Going deep: DMARC at the sub-sub-domain level?


Here's a new and unique question that I was just asked: What about DMARC at the sub-subdomain level, multiple levels deep?

If I have a DMARC record for my subdomain e.spamresource.com, and then I set up a subdomain one level deeper, maybe transactional.e.spamresource.com, and THAT subdomain doesn't have a DMARC record, won't it inherit the DMARC record from e.spamresource.com? Doesn't DMARC always "trickle down" at every level? Nope! Read on to understand why.

Most DMARC checkers aren't going to find (and shouldn't find) a DMARC policy for transactional.e.spamresource.com by checking one level up in DNS, by looking for the DMARC policy for e.spamresource.com. (You'll probably find one or more DMARC checkers that WILL find a DMARC policy that way -- but they're doing it wrong; either taking shortcuts with the DNS tree logic for how DMARC policy should apply, or they're doing it wrong.)

Back to the actual question -- where should spam filterers and mailbox providers be looking for the DMARC policy to apply to a sub-sub-domain, like transactional.e.spamresource.com?
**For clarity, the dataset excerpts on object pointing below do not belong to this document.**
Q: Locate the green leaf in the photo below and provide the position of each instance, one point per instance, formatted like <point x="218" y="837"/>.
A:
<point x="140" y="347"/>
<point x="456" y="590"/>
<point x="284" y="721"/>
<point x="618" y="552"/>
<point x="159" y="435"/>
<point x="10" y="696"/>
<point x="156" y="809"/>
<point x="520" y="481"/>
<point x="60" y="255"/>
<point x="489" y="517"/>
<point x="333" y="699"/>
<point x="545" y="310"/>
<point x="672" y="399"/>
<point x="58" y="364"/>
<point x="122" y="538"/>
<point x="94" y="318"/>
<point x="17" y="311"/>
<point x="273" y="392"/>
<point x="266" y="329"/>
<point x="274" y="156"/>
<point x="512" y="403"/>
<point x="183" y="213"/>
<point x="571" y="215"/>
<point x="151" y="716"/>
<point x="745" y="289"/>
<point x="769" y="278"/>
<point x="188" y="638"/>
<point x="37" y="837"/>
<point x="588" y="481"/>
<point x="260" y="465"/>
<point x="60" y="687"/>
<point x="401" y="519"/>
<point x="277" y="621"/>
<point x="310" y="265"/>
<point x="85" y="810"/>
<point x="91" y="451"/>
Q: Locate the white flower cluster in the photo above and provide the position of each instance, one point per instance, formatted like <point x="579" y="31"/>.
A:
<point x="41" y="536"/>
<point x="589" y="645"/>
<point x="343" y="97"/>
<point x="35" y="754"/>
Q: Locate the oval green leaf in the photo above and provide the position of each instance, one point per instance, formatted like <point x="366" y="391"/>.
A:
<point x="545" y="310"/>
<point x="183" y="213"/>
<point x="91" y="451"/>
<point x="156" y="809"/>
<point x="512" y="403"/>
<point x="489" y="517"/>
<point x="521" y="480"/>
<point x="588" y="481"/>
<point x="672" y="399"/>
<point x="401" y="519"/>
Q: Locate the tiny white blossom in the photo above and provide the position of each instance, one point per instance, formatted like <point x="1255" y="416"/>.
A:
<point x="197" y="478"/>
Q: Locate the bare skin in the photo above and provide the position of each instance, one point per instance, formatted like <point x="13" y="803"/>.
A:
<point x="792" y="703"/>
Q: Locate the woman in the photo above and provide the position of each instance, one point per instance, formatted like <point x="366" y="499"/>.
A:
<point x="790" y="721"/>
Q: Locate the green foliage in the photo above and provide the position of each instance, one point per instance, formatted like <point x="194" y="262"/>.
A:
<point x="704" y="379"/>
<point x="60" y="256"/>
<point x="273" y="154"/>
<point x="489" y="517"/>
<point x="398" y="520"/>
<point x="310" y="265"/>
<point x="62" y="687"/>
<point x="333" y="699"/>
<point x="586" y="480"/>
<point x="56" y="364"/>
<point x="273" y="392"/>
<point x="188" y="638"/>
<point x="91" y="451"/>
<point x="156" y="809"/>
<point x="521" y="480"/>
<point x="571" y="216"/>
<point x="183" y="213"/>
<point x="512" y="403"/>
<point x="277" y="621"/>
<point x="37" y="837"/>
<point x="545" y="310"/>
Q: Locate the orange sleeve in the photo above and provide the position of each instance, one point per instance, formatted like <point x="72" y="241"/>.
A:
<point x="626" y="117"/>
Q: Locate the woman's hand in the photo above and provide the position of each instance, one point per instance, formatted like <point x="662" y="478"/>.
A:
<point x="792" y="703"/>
Let's get nerdy and turn to the specification for guidance. That would be RFC 7489, section 6.6.3. It's pretty clear, I think, but allow me to translate it into my own words:
  1. Receivers have to check for a DMARC record for the RFC5322.From domain. The visible from domain. The exact domain or subdomain used in the visible from address.
  2. If you find garbage, ignore it and move on. If it's not clearly a DMARC record, skip it.
  3. If nothing was found, check at the organizational level of the domain instead. This means, in my case, that we should check for a DMARC record for "spamresource.com" -- at the topmost level for this domain.
  4. If you find garbage at this level, ignore it and move on. If it's not clearly a DMARC record, skip it.
  5. If you got this far and found no DMARC record at the organizational level of the domain, don't apply DMARC policy to this message as there is no DMARC policy for this domain.
In other words: there's no "walk up a single subdomain level" step in the hierarchy of DMARC domain/subdomain checks. You can implement specific DMARC records at the subdomain (or even sub-subdomain) level, you can implement specific DMARC records at the organizational domain level, and you can even do both. But the only thing that "trickles down" is going to come from the topmost level. Subdomains don't trickle.


TL;DR? DMARC policy and settings trickle down only from the topmost level (organizational domain level in DNS); the spec says it is perfectly fine to publish a DMARC record for a subdomain; but that record would not itself result in its policy "trickling down" to any subdomains below it in the domain hierarchy.

I don't really want to turn this into a discussion around what DMARC policy you should be setting, but I can see a scenario where you'd be able to specify varying DMARC policies at different levels, via all of these legitimate mechanisms, all at once:
  1. Publish a specific p= DMARC policy at the top (organizational domain) level.
  2. Publish a different DMARC policy for subdomains via the sp= tag in that same top level DMARC record. Consider this your default DMARC policy for all subdomains.
  3. Publish a specific p= DMARC policy at a subdomain level, for any subdomains that needs a different policy than the default. As an example, perhaps you prefer a DMARC policy of "quarantine" for all subdomains, but you've got a now-dead subdomain that you consider retired. You might directly publish a DMARC record at the subdomain level, with a policy of reject. This policy would not apply to any other subdomain, and would not "trickle down" in any way.
Juggling subdomains (or sub-subdomains) for different types of email streams, different services, different providers, can be a logistical challenge. Lots of different settings to keep straight, but at least it's easy to map out where the DMARC policy is pulled from in the domain/subdomain hierarchy.